My parents were just here visiting for my husband's graduation and brought me blueberries from their backyard. I had to figure out how I was going to use all the blueberries. One container is already in my freezer because I knew I wouldn't use them before they went bad. These scones are delicious, I might just make another batch to use the rest of my not-yet-frozen blueberries!

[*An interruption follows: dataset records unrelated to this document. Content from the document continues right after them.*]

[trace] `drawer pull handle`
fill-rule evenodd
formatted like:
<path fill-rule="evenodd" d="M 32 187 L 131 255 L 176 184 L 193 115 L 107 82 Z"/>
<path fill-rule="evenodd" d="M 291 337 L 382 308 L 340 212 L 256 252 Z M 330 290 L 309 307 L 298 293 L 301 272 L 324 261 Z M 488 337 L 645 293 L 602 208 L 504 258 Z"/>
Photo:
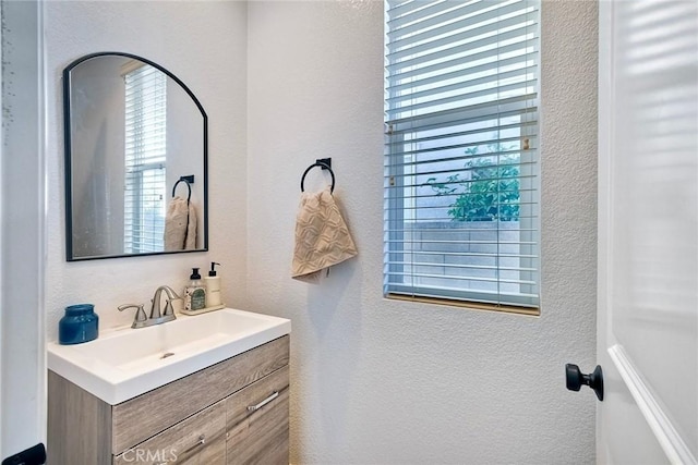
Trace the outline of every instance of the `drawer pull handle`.
<path fill-rule="evenodd" d="M 277 391 L 274 391 L 272 393 L 272 395 L 269 395 L 268 397 L 266 397 L 264 401 L 260 402 L 258 404 L 248 406 L 248 412 L 258 411 L 260 408 L 262 408 L 263 406 L 265 406 L 266 404 L 268 404 L 269 402 L 272 402 L 273 400 L 275 400 L 278 396 L 279 396 L 279 393 Z"/>

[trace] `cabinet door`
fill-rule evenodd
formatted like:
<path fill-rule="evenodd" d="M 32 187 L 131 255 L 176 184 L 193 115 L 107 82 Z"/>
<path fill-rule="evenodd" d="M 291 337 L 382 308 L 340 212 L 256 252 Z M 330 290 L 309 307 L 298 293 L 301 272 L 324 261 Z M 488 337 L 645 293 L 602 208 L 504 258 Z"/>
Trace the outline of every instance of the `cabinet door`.
<path fill-rule="evenodd" d="M 229 465 L 288 465 L 289 368 L 227 399 Z"/>
<path fill-rule="evenodd" d="M 133 463 L 224 465 L 226 402 L 220 401 L 115 457 L 116 465 Z"/>

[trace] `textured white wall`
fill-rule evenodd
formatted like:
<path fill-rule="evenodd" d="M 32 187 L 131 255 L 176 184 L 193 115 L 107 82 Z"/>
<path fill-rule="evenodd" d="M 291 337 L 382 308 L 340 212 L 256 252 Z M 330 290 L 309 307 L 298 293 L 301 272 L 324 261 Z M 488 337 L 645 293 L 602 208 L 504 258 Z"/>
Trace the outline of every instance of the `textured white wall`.
<path fill-rule="evenodd" d="M 91 302 L 100 328 L 129 323 L 117 306 L 182 289 L 191 267 L 224 264 L 224 298 L 238 305 L 245 270 L 246 4 L 244 2 L 46 2 L 48 82 L 47 339 L 67 305 Z M 96 51 L 148 58 L 180 77 L 208 114 L 209 253 L 67 262 L 61 72 Z"/>
<path fill-rule="evenodd" d="M 2 10 L 0 460 L 45 440 L 41 9 Z"/>
<path fill-rule="evenodd" d="M 597 5 L 542 9 L 540 318 L 382 297 L 382 32 L 380 1 L 249 5 L 245 306 L 293 321 L 291 460 L 593 463 L 564 364 L 594 365 Z M 323 157 L 359 257 L 309 285 L 293 223 Z"/>

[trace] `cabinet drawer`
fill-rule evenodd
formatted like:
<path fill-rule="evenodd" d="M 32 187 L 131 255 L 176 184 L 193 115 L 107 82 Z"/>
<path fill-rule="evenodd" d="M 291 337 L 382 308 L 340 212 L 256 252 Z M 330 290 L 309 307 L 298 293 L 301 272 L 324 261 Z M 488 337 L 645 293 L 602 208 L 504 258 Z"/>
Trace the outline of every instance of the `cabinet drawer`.
<path fill-rule="evenodd" d="M 228 397 L 226 409 L 228 464 L 288 464 L 288 366 Z"/>
<path fill-rule="evenodd" d="M 285 335 L 115 405 L 111 411 L 112 454 L 120 454 L 170 425 L 288 366 L 288 360 L 289 336 Z"/>
<path fill-rule="evenodd" d="M 226 460 L 226 402 L 166 429 L 115 457 L 115 465 L 217 465 Z"/>

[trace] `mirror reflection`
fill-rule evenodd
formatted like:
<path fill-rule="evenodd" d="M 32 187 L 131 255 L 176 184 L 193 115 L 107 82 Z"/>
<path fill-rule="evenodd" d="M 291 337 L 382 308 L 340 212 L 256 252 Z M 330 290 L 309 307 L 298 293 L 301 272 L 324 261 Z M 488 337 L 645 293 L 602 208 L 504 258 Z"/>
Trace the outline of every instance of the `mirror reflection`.
<path fill-rule="evenodd" d="M 207 249 L 207 119 L 173 74 L 128 53 L 63 71 L 68 260 Z"/>

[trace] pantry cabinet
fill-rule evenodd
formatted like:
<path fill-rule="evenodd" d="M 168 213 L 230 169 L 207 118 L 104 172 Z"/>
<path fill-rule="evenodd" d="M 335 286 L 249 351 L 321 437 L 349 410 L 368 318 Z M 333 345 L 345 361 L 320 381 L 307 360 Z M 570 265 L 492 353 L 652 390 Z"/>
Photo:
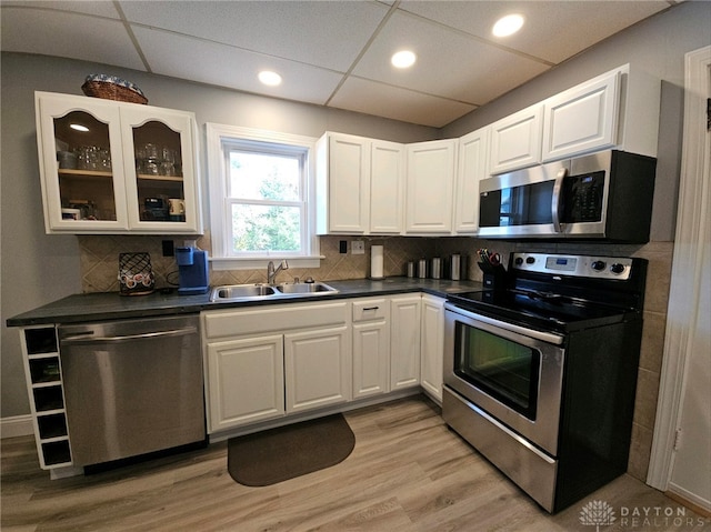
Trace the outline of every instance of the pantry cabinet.
<path fill-rule="evenodd" d="M 405 231 L 450 233 L 457 140 L 408 144 L 407 154 Z"/>
<path fill-rule="evenodd" d="M 202 232 L 190 112 L 36 92 L 48 233 Z"/>
<path fill-rule="evenodd" d="M 327 132 L 317 142 L 317 232 L 400 233 L 403 179 L 402 144 Z"/>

Lemon Blueberry Cream Scones
Recipe from: The America's Test Kitchen Family Cookbook
2 cups all purpose flour
3 tablespoon sugar
1 tablespoon baking powder
1/2 teaspoon salt
5 tablespoons unsalted butter, cut into small pieces
1 teaspoon lemon zest
1 cup heavy cream
1 cup blueberries
Adjust oven rack to middle position and heat oven to 450 degrees. Pulse the flour, sugar, baking powder, and salt together in a food processor to combine, about 6 pulses. Add lemon zest. Scatter the butter evenly over the top and pulse until the mixture resembles coarse cornmeal with a few slightly larger butter lumps, about 12 pulses.
Add blueberries and quickly pulse once to combine. Transfer the dough to a large bowl. Stir in the cream with a rubber spatula until the dough begins to form, about 30 seconds.
Turn the dough and any floury bits out onto a floured counter and knead until it forms a rough, slightly sticky ball, 5-10 seconds. Press the dough into a 9-in cake pan. Unmold the dough and cut into 8 wedges. Place wedges on an ungreased baking sheet.
Bake until the scone tops are light brown, 12-15 mins. Cool on a wire rack for at least 10 mins.
I don't have a food processor, so I used a spatula to mix all the ingredients together and a pastry blender to mix in the butter. When I make these again, I will probably cut them into smaller wedges, maybe about 12, because then I could have more than one at a sitting!